Not since Max. His parents. Those long, awful nights behind bars.
The kind of loneliness that came from the absence of one specific person.
But the jagged hole made by Annie’s leaving was sharper somehow, because for so long he’d mastered feeling as little as possible.
And he didn’t know if she was going to come back.
The rest of his life was going to feel this way.
He felt like he had after the accident. The fire. High on painkillers, staring down at his body like it was meat. Like he was somewhere buried inside of it, or floating above but not at all a part of it.
Not a part of anything.
“Get out of here,” Blake said. “You’re a fucking mess.”

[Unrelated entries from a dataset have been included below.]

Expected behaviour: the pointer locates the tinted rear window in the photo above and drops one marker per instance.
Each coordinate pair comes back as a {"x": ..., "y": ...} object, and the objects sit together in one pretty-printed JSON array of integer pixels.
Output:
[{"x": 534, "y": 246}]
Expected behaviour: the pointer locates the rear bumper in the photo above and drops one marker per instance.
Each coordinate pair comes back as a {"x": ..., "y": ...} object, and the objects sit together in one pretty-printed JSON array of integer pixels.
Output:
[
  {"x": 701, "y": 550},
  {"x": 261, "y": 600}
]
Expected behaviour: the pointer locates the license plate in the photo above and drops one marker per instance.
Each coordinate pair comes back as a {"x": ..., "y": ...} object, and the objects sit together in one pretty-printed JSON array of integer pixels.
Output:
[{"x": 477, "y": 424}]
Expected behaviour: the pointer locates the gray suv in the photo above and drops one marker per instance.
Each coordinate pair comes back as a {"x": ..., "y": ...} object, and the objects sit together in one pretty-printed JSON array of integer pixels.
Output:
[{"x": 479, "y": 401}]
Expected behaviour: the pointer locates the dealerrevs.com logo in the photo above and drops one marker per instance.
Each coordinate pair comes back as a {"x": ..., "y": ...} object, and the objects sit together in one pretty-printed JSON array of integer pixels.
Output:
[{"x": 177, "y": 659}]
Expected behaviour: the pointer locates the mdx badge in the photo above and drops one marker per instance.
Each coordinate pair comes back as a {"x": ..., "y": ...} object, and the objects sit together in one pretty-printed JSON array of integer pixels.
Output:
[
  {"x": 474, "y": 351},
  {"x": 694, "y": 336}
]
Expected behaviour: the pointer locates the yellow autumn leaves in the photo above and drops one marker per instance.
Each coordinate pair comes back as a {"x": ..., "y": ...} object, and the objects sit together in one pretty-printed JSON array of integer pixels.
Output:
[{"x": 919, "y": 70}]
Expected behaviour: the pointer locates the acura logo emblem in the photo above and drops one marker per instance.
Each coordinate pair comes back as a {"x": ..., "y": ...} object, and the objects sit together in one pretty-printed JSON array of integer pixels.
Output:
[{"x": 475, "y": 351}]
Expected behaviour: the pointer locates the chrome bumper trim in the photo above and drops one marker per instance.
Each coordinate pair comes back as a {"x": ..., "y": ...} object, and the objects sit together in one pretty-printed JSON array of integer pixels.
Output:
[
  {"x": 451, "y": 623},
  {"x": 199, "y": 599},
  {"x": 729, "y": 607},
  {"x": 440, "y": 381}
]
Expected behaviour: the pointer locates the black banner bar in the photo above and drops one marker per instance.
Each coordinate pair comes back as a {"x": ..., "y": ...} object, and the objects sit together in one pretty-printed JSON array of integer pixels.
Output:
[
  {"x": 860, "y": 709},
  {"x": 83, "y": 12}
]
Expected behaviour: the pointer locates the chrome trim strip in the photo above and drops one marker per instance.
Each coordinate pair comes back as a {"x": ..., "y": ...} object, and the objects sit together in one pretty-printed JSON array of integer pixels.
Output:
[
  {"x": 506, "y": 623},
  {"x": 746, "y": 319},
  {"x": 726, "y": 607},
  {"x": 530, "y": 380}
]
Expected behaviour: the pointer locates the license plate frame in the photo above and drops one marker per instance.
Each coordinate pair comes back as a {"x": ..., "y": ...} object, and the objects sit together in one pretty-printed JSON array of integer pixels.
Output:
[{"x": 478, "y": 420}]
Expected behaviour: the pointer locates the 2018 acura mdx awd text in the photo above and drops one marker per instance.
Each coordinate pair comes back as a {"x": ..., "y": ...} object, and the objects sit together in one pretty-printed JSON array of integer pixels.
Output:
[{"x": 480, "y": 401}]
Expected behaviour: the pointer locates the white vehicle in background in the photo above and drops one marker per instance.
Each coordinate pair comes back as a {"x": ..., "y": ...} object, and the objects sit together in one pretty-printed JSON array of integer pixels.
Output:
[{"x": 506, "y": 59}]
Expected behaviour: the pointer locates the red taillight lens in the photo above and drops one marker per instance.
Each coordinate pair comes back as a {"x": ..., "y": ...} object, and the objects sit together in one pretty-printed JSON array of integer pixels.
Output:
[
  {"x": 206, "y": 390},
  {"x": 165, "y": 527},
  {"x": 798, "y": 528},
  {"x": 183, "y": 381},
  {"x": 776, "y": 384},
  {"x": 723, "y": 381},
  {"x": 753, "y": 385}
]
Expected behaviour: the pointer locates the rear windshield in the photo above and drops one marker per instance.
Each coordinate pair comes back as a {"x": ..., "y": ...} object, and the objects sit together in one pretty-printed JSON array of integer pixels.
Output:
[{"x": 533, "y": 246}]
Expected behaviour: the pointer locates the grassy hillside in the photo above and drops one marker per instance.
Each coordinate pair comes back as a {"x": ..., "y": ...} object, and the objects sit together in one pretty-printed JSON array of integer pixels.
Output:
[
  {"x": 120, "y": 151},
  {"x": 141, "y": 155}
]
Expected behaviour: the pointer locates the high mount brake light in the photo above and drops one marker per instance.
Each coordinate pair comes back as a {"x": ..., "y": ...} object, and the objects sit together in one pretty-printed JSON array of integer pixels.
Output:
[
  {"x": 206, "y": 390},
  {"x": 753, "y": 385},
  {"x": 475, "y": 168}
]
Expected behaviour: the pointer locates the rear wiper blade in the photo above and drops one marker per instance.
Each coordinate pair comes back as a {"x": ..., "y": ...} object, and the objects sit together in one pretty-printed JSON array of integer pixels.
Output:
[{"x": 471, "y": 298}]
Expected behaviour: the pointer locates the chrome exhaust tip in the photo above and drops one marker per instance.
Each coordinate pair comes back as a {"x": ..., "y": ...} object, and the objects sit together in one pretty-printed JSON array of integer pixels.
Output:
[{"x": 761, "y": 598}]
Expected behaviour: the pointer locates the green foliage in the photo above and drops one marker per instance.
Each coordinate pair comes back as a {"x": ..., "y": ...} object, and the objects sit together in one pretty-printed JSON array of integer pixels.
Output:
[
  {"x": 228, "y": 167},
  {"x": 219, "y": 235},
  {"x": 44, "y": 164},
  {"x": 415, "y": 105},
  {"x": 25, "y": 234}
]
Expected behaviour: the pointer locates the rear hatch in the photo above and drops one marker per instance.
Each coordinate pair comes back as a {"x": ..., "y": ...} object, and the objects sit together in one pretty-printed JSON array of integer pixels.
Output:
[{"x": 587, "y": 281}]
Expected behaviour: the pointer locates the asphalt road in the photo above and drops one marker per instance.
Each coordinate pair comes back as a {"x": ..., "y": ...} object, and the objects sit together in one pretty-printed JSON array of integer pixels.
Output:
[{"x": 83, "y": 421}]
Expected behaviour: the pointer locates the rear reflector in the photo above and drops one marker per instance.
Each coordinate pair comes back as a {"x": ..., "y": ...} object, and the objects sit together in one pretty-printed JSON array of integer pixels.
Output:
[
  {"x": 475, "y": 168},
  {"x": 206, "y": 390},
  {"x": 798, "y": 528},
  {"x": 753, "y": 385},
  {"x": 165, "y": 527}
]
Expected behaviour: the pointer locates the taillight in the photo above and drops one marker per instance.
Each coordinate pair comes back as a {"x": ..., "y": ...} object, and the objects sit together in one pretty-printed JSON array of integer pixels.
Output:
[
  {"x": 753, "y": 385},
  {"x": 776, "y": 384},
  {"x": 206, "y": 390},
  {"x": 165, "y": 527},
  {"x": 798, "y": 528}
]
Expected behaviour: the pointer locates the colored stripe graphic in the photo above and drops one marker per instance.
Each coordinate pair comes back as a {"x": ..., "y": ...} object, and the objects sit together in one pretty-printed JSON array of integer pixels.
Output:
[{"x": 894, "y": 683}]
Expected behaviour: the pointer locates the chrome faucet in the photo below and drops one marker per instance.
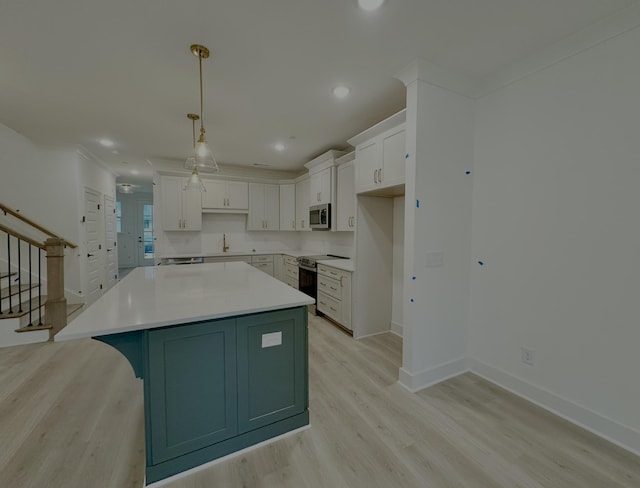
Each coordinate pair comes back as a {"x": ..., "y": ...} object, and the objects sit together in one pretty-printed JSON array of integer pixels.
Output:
[{"x": 225, "y": 247}]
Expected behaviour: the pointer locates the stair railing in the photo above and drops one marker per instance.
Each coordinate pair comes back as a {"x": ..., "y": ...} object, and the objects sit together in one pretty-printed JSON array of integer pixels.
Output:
[{"x": 53, "y": 249}]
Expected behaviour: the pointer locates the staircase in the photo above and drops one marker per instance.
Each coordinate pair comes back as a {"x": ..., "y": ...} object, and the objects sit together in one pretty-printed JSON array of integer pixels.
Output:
[{"x": 32, "y": 304}]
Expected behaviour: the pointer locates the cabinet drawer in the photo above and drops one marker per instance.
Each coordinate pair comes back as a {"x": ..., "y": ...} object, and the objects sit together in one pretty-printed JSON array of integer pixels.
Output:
[
  {"x": 330, "y": 286},
  {"x": 329, "y": 306},
  {"x": 292, "y": 282},
  {"x": 266, "y": 267},
  {"x": 334, "y": 273},
  {"x": 291, "y": 271},
  {"x": 262, "y": 259}
]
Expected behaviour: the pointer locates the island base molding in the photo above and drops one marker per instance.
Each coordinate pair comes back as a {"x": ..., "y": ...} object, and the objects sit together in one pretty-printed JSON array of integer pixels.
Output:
[{"x": 215, "y": 387}]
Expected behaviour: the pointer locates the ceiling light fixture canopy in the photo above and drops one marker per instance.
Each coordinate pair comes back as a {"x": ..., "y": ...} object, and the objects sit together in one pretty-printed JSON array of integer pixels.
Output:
[
  {"x": 370, "y": 4},
  {"x": 194, "y": 182},
  {"x": 201, "y": 157}
]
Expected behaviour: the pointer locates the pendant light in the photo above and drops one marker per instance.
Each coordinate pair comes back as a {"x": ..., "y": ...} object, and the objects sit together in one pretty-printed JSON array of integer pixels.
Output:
[
  {"x": 201, "y": 157},
  {"x": 194, "y": 182}
]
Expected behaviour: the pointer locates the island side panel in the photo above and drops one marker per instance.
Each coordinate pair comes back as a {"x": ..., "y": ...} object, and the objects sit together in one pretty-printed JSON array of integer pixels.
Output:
[
  {"x": 189, "y": 342},
  {"x": 272, "y": 367}
]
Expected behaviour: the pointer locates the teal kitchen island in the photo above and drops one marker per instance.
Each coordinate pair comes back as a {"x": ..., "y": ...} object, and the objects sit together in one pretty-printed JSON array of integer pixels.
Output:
[{"x": 221, "y": 349}]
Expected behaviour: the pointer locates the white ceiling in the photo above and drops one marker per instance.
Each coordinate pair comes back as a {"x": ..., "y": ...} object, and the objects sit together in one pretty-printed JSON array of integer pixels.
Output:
[{"x": 75, "y": 71}]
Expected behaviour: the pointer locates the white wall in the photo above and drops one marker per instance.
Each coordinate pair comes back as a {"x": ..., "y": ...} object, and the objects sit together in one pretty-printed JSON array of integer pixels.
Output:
[
  {"x": 555, "y": 220},
  {"x": 47, "y": 186},
  {"x": 397, "y": 301},
  {"x": 439, "y": 144}
]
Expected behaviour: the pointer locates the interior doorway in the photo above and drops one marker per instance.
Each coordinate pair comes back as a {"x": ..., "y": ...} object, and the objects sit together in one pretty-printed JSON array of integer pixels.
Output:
[{"x": 135, "y": 226}]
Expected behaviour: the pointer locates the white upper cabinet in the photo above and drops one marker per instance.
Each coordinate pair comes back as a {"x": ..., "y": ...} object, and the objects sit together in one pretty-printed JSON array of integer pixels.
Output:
[
  {"x": 264, "y": 207},
  {"x": 322, "y": 174},
  {"x": 181, "y": 209},
  {"x": 225, "y": 196},
  {"x": 346, "y": 197},
  {"x": 288, "y": 206},
  {"x": 303, "y": 191},
  {"x": 380, "y": 157},
  {"x": 321, "y": 191}
]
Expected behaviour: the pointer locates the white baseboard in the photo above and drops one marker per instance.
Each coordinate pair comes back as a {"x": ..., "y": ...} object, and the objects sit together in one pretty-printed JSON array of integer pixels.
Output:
[
  {"x": 397, "y": 328},
  {"x": 619, "y": 434},
  {"x": 429, "y": 377}
]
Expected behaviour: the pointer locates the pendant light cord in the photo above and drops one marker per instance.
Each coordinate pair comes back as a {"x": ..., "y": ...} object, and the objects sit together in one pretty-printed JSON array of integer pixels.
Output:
[{"x": 201, "y": 113}]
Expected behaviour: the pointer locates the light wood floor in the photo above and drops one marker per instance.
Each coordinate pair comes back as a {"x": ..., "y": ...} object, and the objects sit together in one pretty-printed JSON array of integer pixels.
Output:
[{"x": 71, "y": 416}]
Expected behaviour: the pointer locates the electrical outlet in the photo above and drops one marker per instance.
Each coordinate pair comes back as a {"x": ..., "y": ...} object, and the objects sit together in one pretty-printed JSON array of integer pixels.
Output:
[{"x": 526, "y": 355}]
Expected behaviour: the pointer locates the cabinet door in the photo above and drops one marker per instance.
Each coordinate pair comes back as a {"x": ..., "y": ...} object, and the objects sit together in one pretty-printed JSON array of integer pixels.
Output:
[
  {"x": 346, "y": 197},
  {"x": 393, "y": 157},
  {"x": 190, "y": 388},
  {"x": 272, "y": 207},
  {"x": 191, "y": 208},
  {"x": 216, "y": 194},
  {"x": 367, "y": 164},
  {"x": 272, "y": 367},
  {"x": 171, "y": 197},
  {"x": 303, "y": 190},
  {"x": 237, "y": 195},
  {"x": 288, "y": 207},
  {"x": 256, "y": 207}
]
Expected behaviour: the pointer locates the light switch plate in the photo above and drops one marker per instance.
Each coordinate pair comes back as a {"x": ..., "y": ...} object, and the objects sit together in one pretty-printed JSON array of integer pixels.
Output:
[
  {"x": 434, "y": 259},
  {"x": 271, "y": 339}
]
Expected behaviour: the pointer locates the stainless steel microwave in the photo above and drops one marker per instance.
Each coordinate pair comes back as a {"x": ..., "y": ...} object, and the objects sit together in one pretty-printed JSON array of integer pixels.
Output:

He was. He was a fucking mess. He threw the wrench down and left the warehouse. His guys…Blake, they could do it all at this point. No one needed him.
I need you. Please, I need you.
He’d go down off this mountain to her. To make sure she was safe. That he hadn’t made a mistake letting her go down there alone with just her phone and the number of his lawyer.
But she’d insisted on going alone and he respected that.
Fuck.
His phone in his back pocket buzzed and he fished it out. His heart stopped when he saw it was a text from Annie.